Health

Irritable Bowel Syndrome: Symptoms, Causes, and Treatment

Aug 13 2019 By Sriya

Did you know almost 3 percent to 20 percent of Americans experience irritable bowel syndrome (IBS)?

The condition affects more women than men. People are most likely to get the condition in their late teens to early 40s.

Irritable bowel syndrome (IBS) or irritable bowel disease is a common disorder that affects the large intestine.

It causes abdominal bloating, mucous in stools, irregular bowel habits, and alternating diarrhea and constipation.

These tend to come and go over time, and can even last for days, weeks or months at a time.
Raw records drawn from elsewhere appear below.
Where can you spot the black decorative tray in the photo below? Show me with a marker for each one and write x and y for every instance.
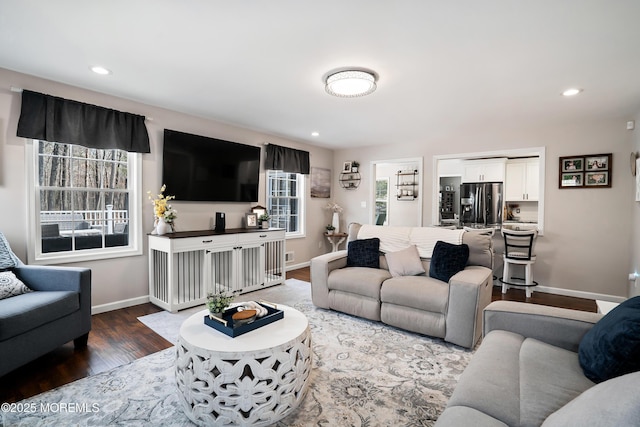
(226, 324)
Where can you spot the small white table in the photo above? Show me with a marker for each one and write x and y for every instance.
(254, 379)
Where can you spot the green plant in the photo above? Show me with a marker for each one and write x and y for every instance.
(217, 303)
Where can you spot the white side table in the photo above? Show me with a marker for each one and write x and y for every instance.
(254, 379)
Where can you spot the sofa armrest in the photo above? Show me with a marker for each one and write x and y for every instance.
(557, 326)
(321, 266)
(469, 293)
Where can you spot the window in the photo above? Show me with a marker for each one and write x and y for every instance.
(84, 203)
(285, 201)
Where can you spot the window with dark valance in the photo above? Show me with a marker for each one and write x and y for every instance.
(287, 159)
(49, 118)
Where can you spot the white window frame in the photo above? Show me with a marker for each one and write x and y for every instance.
(300, 181)
(34, 247)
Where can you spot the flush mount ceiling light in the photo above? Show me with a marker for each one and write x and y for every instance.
(571, 92)
(100, 70)
(350, 83)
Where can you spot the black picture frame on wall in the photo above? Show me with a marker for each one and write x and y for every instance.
(585, 171)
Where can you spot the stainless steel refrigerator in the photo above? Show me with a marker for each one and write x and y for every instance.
(481, 204)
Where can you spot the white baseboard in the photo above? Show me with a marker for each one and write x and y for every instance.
(103, 308)
(297, 266)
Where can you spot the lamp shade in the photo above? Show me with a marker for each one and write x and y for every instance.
(350, 83)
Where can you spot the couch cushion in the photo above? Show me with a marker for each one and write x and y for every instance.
(550, 377)
(364, 253)
(358, 280)
(447, 260)
(421, 292)
(612, 347)
(405, 262)
(11, 286)
(28, 311)
(615, 402)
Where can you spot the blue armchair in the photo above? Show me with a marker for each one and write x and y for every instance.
(35, 323)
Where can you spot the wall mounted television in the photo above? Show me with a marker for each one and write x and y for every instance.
(198, 168)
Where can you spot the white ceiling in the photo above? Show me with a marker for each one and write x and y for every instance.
(444, 67)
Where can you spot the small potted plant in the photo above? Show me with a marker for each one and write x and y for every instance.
(264, 220)
(217, 303)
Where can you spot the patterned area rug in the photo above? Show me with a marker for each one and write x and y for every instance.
(364, 374)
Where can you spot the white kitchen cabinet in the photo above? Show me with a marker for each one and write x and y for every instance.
(485, 170)
(522, 181)
(185, 266)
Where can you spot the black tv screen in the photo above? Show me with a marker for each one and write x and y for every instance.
(197, 168)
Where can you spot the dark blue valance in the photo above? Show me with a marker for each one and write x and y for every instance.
(54, 119)
(287, 159)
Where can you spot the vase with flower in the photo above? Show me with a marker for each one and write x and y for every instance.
(163, 212)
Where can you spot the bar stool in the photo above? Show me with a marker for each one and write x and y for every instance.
(519, 250)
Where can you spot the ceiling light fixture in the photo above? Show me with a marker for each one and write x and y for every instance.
(571, 92)
(100, 70)
(350, 83)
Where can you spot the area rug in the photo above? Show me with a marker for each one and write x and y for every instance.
(365, 374)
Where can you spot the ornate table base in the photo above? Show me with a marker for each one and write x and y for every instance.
(245, 387)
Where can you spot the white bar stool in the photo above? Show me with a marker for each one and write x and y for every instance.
(519, 250)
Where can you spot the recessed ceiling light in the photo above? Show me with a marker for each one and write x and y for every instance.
(100, 70)
(571, 92)
(350, 83)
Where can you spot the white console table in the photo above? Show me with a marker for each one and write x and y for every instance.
(186, 265)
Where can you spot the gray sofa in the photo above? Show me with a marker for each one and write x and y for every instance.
(35, 323)
(417, 303)
(526, 372)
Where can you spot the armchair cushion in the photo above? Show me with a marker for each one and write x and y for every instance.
(11, 286)
(364, 253)
(447, 260)
(612, 347)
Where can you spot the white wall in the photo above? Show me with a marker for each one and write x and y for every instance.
(124, 281)
(587, 241)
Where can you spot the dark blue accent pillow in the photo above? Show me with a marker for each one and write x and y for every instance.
(612, 347)
(447, 259)
(364, 253)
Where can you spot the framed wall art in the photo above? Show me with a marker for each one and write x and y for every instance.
(585, 171)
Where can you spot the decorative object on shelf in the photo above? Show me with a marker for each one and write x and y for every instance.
(259, 210)
(336, 209)
(350, 180)
(350, 83)
(264, 220)
(407, 184)
(163, 213)
(330, 229)
(588, 170)
(321, 183)
(217, 303)
(250, 220)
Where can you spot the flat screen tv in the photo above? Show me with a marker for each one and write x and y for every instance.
(197, 168)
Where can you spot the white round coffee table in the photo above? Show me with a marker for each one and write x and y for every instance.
(254, 379)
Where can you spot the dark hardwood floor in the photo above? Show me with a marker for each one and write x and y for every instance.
(118, 338)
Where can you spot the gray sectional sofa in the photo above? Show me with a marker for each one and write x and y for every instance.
(527, 372)
(450, 310)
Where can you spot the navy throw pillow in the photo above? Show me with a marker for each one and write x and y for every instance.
(447, 259)
(364, 253)
(612, 347)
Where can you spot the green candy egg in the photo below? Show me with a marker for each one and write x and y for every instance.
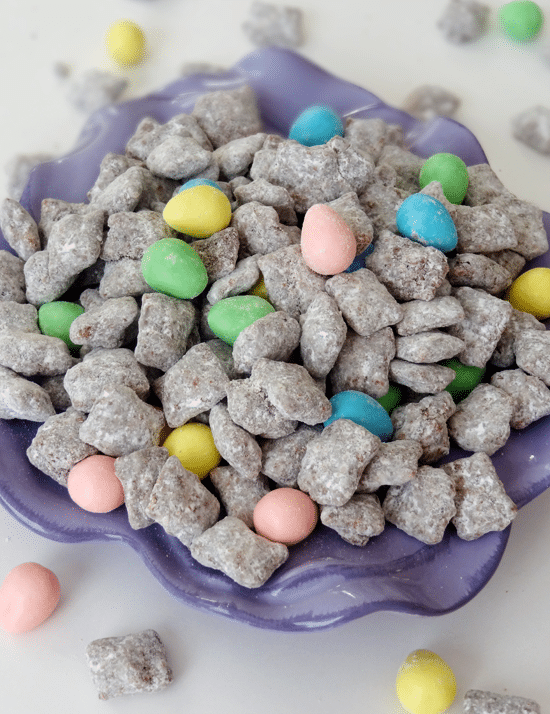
(228, 318)
(467, 378)
(55, 319)
(172, 267)
(450, 171)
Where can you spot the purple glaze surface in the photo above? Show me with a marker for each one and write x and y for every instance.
(326, 581)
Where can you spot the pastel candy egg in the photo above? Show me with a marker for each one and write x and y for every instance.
(426, 220)
(198, 211)
(228, 317)
(316, 125)
(94, 486)
(194, 446)
(363, 410)
(28, 596)
(328, 244)
(172, 267)
(530, 292)
(285, 515)
(425, 683)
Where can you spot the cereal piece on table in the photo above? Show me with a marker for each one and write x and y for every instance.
(267, 194)
(12, 277)
(482, 504)
(230, 546)
(363, 363)
(395, 463)
(120, 422)
(356, 521)
(194, 384)
(290, 284)
(427, 347)
(504, 355)
(138, 472)
(228, 115)
(463, 21)
(532, 127)
(334, 461)
(282, 457)
(95, 88)
(410, 271)
(323, 332)
(481, 702)
(421, 378)
(240, 280)
(131, 664)
(102, 368)
(29, 353)
(219, 253)
(532, 349)
(364, 301)
(57, 446)
(274, 336)
(22, 399)
(429, 101)
(478, 271)
(481, 421)
(237, 446)
(180, 503)
(19, 228)
(424, 506)
(426, 422)
(426, 315)
(163, 328)
(260, 230)
(239, 494)
(485, 318)
(105, 326)
(291, 390)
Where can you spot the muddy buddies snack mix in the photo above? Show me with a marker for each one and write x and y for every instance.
(145, 361)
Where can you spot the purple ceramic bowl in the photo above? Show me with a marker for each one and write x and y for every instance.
(325, 581)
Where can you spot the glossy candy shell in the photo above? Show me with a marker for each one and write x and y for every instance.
(325, 582)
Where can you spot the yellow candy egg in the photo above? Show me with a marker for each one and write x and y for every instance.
(199, 211)
(530, 292)
(125, 43)
(425, 683)
(194, 446)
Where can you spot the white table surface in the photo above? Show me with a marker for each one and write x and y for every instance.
(501, 640)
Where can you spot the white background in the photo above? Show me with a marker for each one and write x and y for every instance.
(501, 640)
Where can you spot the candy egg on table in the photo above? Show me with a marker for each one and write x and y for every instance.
(28, 596)
(426, 220)
(94, 486)
(363, 410)
(172, 267)
(285, 515)
(327, 242)
(194, 446)
(316, 125)
(425, 683)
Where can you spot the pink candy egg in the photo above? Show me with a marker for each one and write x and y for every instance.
(285, 515)
(94, 486)
(328, 244)
(28, 596)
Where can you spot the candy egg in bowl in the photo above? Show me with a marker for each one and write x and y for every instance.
(325, 581)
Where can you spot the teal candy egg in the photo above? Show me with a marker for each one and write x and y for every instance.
(172, 267)
(426, 220)
(363, 410)
(316, 125)
(228, 317)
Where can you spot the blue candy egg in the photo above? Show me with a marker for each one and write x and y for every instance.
(426, 220)
(363, 410)
(316, 125)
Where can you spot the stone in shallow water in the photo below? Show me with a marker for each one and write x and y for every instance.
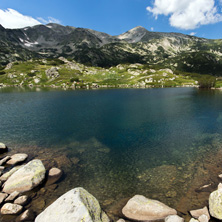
(2, 161)
(5, 176)
(26, 178)
(197, 213)
(17, 158)
(53, 176)
(75, 205)
(143, 209)
(9, 208)
(21, 200)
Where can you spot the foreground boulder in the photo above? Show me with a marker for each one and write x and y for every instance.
(26, 178)
(9, 208)
(215, 201)
(141, 208)
(75, 205)
(3, 148)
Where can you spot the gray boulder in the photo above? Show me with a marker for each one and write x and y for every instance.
(17, 158)
(3, 148)
(26, 178)
(141, 208)
(75, 205)
(9, 208)
(215, 201)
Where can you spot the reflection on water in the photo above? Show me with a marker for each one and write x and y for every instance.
(161, 143)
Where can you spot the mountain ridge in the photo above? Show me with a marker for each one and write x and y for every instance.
(87, 46)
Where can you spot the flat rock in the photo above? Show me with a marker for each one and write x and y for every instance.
(21, 200)
(26, 178)
(5, 176)
(9, 208)
(215, 201)
(3, 148)
(27, 215)
(197, 213)
(17, 158)
(203, 218)
(2, 197)
(12, 196)
(5, 159)
(53, 176)
(75, 205)
(174, 218)
(143, 209)
(193, 220)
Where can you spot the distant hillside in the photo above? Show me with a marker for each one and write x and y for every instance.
(167, 50)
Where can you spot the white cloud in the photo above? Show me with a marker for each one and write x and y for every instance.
(187, 14)
(49, 20)
(12, 19)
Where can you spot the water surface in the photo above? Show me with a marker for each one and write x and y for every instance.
(117, 143)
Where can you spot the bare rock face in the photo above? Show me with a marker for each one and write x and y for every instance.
(27, 215)
(75, 205)
(141, 208)
(53, 176)
(2, 197)
(26, 178)
(9, 208)
(21, 200)
(17, 158)
(215, 201)
(3, 148)
(12, 196)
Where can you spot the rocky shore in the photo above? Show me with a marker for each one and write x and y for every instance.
(22, 176)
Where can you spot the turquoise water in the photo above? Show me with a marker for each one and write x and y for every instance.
(120, 142)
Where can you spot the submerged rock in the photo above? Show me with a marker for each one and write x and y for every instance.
(53, 176)
(215, 201)
(143, 209)
(26, 178)
(197, 213)
(5, 176)
(75, 205)
(17, 158)
(9, 208)
(2, 161)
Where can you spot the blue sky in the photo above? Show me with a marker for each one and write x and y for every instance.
(202, 18)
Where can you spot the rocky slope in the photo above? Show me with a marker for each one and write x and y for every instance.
(138, 45)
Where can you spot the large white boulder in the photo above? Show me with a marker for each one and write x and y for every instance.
(140, 208)
(75, 205)
(26, 178)
(215, 203)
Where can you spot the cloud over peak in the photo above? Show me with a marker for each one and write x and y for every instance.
(187, 14)
(11, 18)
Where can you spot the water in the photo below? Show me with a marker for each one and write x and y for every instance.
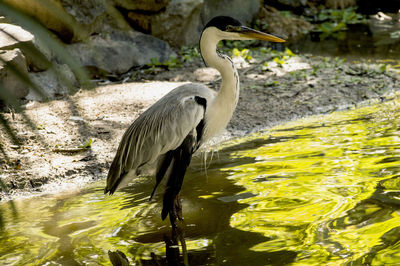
(319, 191)
(376, 41)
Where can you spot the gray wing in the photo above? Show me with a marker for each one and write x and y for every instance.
(161, 128)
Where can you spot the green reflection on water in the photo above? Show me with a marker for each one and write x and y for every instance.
(319, 191)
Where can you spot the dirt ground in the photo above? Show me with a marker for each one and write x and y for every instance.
(52, 159)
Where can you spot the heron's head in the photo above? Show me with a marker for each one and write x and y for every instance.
(227, 28)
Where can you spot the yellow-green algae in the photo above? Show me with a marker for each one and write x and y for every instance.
(323, 190)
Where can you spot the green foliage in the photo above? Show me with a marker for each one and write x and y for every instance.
(243, 53)
(280, 58)
(333, 22)
(188, 53)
Irritable bowel syndrome (IBS) is also known as spastic colon, mucus colitis, and nervous colon.

This syndrome is a chronic, or long-term condition, however the symptoms of irritable bowel syndrome (IBS) change over the years.

Irritable bowel syndrome (IBS) can cause president discomfort in stomach, but most people will not experience sever complications.

It is linked to things like food passing through gut too quickly or slowly.

Similarly, this disease is also linked with oversensitive nerves in gut, stress or a family history of IBS.

Symptoms of Irritable Bowel Syndrome (IBS)

Like mentioned above, some people face minor signs and symptoms like discomfort in stomach which disappears completely with time.

However, other people with irritable bowel syndrome (IBS) experience times when the signs and symptoms are worse.

Symptoms of irritable bowel syndrome (IBS) often gets worsen after eating.

A flare-up may last from 2 to 4 days, and then may either disappear or get worsen.

However, signs and symptoms of irritable bowel syndrome (IBS) vary considerably between individuals.

Signs and symptoms of irritable bowel syndrome often resemble with other stomach diseases.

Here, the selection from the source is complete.